Now that our son has been born, I’m realizing I’m still having difficulty with the furniture. I know enough about his ex-wife, though I’ve never met her in person, to know that she’s probably HATING the fact I’m using the furniture. Somehow, a long time ago, I swear some link was opened between our brains because I will get her thoughts and emotions at times out of nowhere. I know this is going on because I’ll start obsessing over something and then I’ll realize its because she’s angry about it and somehow transmitting it to me. It drives me nuts. (Note: She is a highly sensitive person that has some unusual abilities as well.)

Anyway, I’m going off on what this post was originally about when I started writing.
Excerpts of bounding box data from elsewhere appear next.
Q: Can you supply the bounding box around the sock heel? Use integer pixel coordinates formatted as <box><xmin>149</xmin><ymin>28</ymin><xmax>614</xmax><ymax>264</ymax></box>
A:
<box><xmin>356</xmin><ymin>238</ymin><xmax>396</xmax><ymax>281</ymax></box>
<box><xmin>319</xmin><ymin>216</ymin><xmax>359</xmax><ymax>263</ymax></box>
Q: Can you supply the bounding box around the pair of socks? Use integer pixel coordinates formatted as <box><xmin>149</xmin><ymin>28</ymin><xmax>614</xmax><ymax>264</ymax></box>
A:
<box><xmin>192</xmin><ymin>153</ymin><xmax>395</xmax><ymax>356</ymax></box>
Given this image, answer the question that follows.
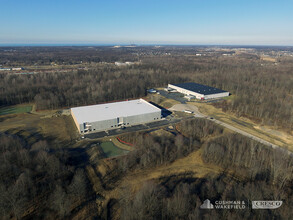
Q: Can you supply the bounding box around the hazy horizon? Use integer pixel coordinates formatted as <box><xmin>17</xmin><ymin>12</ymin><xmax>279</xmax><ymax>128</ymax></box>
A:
<box><xmin>0</xmin><ymin>0</ymin><xmax>293</xmax><ymax>46</ymax></box>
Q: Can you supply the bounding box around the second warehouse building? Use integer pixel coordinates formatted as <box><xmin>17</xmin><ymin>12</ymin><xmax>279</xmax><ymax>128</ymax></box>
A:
<box><xmin>168</xmin><ymin>83</ymin><xmax>229</xmax><ymax>99</ymax></box>
<box><xmin>71</xmin><ymin>99</ymin><xmax>161</xmax><ymax>133</ymax></box>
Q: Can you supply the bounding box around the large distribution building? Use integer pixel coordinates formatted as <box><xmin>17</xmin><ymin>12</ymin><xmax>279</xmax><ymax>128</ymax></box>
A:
<box><xmin>168</xmin><ymin>83</ymin><xmax>229</xmax><ymax>99</ymax></box>
<box><xmin>71</xmin><ymin>99</ymin><xmax>161</xmax><ymax>133</ymax></box>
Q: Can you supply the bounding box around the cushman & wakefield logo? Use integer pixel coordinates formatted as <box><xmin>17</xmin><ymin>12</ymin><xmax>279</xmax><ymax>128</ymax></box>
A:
<box><xmin>200</xmin><ymin>199</ymin><xmax>246</xmax><ymax>209</ymax></box>
<box><xmin>200</xmin><ymin>199</ymin><xmax>283</xmax><ymax>209</ymax></box>
<box><xmin>251</xmin><ymin>201</ymin><xmax>283</xmax><ymax>209</ymax></box>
We, as humans, associate memories with objects we come in contact with over a period of time. When two people divorce, all of the objects in their possession at the time of the divorce have memories embedded into each of them. These memories fade over time, but energy does linger.

Being especially sensitive to energy in the first place, I am driven crazy by the lingering energy. Case in point, I am not driven crazy by the bed I now occupy because the ex-wife had not used that as her bed for quite some time. However, the bedroom that is now the nursery drove me insane the first year after she was gone because that’s where she had slept (and fumed no doubt) during their separation and divorce (she lived there for almost a year separated). It took coats of paint, remodeling, and cleansing the room of negative energy to get out her residual energy. At one point, before I realized it was *her* lingering there, I thought there was a spirit lurking…no joke. I actually couldn’t go into that room for months after she left because of it. I’ll pick up other bits and pieces of her from other things around the house. I still avoid sitting in a section of our large sectional sofa because if I try to sit there, I get really negative. Come to find out, that bit of the sofa is where she always sat with her laptop spewing angry writing.

Of course my husband doesn’t get any of this… Well, he does in concept but not for himself. If he likes furniture, he likes the furniture. It has nothing to do with whether it came from my previous marriage or not. He doesn’t get other’s energy from objects.

In thinking about the things that went with my ex-husband, I’m bothered by a few of the things he has and if it would be used with a future girlfriend/wife. I am not bothered because I am jealous that she would be using it as his wife. Really. I hope my ex meets someone WONDERFUL that loves him in a way I never could and that he loves in a way he could never give to me. But things that my ex and I picked out together that was supposed to be part of our life together, like our bedroom dresser that he has, yes, I don’t want someone else using it. Most things though, like the sofa, etc…I could care less. If my husband’s ex-wife is indeed angry about me using the baby furniture, I sort of understand. I have no actual confirmation she is hating it, just a feeling. Logic would dictate that she is ok with it given that she did not take the furniture back when offered several times. However, my intuition is overruling logic. Anyway…

This post reads like a rambling mess. I was trying to get across two points: 1) Divorce divides supposedly inanimate objects between two people and those objects have emotional associations attached and 2) I pick up on residual memories at times and that is why I have a difficult time with some of the remaining things in my husband’s possession and things that are in my exes possession that I know will be used someday by someone else. So there. A one paragraph summary of the mess that took me a half hour to write.